Dickens n’est pas un révolutionnaire. Il serait plutôt un conservateur, au mieux un
réformateur ; il ne se fait guère d’illusion sur les politiques, la bourgeoisie, les nobles ; il
ne les critique pas. C’est plutôt le comportement des gens qui est jugé (avec beaucoup
de générosité, par Dickens, en empathie avec ses personnages, surtout quand la
douleur et l’injustice sont dues à l’attitude égoïste d’autres êtres humains.) C’est ce
comportement qui empêche tout progrès. Car, au lieu de combattre les injustices, ses
personnages envient les riches, ceux qui réussissent, et ils veulent les imiter. Ils sont
victimes de leur complaisance et on ne peut pas voir en eux des persécutés. Et, même
s’ils se font de fausses illusions sur la générosité des nantis - Pip l’apprend à ses
dépends-, à tout le moins, ces derniers les font rêver. On ne tue pas le rêve. Aussi, rien
n’évolue car personne ne veut remettre en question l’ordre établi. Ils le renforceraient,
même. Pip découvrira plus tard que son désir de devenir un gentilhomme l’a amené à
dédaigner, un moment, certaines richesses de la vie.

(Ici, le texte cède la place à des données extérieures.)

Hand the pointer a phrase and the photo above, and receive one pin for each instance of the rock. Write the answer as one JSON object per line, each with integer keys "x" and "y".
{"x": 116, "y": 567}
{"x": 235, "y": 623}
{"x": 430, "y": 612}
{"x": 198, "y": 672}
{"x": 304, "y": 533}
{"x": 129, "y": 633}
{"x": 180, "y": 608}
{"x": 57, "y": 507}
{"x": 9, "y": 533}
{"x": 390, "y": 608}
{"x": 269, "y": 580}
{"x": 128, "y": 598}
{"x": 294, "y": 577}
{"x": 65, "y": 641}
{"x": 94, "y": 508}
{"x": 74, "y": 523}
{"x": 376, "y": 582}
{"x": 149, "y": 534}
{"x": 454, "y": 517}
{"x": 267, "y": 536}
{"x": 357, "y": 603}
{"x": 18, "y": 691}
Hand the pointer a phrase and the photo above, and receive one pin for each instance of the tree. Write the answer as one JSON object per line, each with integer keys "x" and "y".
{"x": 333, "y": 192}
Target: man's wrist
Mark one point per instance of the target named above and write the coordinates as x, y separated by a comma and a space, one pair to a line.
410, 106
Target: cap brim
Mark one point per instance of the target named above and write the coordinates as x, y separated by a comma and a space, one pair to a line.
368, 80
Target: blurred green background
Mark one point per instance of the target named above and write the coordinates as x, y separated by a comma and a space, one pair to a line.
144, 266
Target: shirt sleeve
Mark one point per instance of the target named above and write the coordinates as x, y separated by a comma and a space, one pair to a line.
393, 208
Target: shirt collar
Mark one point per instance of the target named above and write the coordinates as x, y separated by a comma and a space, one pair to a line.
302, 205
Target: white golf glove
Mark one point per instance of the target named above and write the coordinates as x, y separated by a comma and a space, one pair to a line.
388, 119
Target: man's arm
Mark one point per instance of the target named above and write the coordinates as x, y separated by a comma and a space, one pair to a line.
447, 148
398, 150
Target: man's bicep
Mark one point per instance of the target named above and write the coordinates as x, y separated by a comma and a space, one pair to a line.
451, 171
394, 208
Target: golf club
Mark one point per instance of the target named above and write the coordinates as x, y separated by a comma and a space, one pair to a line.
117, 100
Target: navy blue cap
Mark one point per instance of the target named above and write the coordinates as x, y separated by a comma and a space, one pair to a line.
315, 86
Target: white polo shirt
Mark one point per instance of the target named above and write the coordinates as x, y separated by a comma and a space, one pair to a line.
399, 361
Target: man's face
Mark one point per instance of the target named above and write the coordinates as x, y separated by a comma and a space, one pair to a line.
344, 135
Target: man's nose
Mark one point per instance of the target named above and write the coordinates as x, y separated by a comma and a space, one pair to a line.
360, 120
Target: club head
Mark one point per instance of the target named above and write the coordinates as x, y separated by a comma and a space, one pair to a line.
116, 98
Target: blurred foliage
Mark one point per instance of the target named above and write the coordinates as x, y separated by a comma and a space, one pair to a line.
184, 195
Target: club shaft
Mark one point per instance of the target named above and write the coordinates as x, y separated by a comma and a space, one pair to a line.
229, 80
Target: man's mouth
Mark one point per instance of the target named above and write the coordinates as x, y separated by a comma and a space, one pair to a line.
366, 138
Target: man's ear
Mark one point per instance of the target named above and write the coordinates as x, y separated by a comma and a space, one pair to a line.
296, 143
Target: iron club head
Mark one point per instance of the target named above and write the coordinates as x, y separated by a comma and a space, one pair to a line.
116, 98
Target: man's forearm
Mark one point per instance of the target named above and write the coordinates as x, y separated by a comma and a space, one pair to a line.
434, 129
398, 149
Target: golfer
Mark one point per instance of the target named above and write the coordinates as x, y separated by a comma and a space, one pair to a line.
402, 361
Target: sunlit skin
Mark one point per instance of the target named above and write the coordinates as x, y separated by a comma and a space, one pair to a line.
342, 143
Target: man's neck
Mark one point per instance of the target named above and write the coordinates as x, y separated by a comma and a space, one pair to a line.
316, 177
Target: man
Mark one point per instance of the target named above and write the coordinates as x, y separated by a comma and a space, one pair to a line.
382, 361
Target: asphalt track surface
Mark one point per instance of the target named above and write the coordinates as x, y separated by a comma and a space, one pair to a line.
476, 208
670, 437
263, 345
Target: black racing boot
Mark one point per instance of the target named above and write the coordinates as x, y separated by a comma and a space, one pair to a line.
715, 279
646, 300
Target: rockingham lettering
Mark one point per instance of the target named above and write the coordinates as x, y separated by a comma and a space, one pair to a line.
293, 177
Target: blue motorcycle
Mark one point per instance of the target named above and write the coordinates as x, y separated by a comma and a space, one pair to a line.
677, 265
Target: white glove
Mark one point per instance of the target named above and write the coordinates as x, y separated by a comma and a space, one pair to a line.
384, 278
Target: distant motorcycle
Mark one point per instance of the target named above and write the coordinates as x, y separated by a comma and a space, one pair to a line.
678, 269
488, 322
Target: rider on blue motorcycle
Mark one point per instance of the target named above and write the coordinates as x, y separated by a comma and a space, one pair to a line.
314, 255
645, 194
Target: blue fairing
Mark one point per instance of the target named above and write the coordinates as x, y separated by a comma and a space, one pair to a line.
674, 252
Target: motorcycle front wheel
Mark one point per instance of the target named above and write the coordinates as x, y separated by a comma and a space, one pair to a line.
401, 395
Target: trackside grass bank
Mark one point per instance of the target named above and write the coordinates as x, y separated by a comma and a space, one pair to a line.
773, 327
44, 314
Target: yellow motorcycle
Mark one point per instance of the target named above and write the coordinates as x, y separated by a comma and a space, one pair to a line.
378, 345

Quel doit être notre comportement quand l’heure du choix arrive. Pip reniera-t-il
son passé, son milieu et ceux qui l’ont élevé ? Pour quel but ? Les Grandes
espérances sont-elles vouées à l’échec si elles vous éloignent de votre passé ?
Pour réussir faut-il (se) trahir ?
De grandes espérances raconte le parcours initiatique de deux orphelins -Pip et
Estella- leur éducation, leur relation à la famille, au milieu social où ils vivent. Passage
de l’enfance à l’âge adulte ; du conte de fées à la lutte pour la vie ; de l’innocence à la
culpabilité ; de l’amour à l’argent.
Dickens s’est toujours montré très critique vis-à-vis d’une éducation, d’un « dressage »,
qui ne prendrait pas en compte la personnalité des enfants, leurs aspirations, leurs
participations au processus de la connaissance ; à l’égalité des chances.
QUE PRIVILEGIER ?
Transposer en restant fidèle au texte ? Projet théâtral impossible, l’ensemble des signes
de la représentation : les personnages, décor, lumières, costumes, musique,
accessoires... constituent un sens, une rhétorique, une poétique théâtrale (métaphore,
métonymie), qui va au-delà de l’ensemble textuel.
Le choix esthétique de la mise en scène s’appuie délibérément sur le mode féerique qui
permet une mise à distance de la réalité –le texte étant ainsi théâtralisé- nous assistons
à une quête de la part de ces jeunes, une fuite éperdue vers on ne sait quelle issue.
Conte de fée, entre rêve et réalité : -le forçat Magwicht dans le rôle de l’Ogre qui veut
dévorer le Petit Poucet, Pip, surgissant, tel un diable, un revenant, un génie, non de la
lampe d’Aladin mais d’une tombe, pour jouer le rôle de Gepetto (Pinocchio), à la fois
Pygmalion /Frankenstein/ père ;
-une Ogresse, sa sœur (il y a même, au cimetière, outre les parents, cinq gosses, frères
et sœurs de Pip, toute la famille enterrée, sauf l’Ogresse !) ;
-Miss Havisham, la mauvaise Fée, la méchante reine ;
-Pip, Le Prince Charmant, qui vient délivrer la Princesse enfermée, Estella.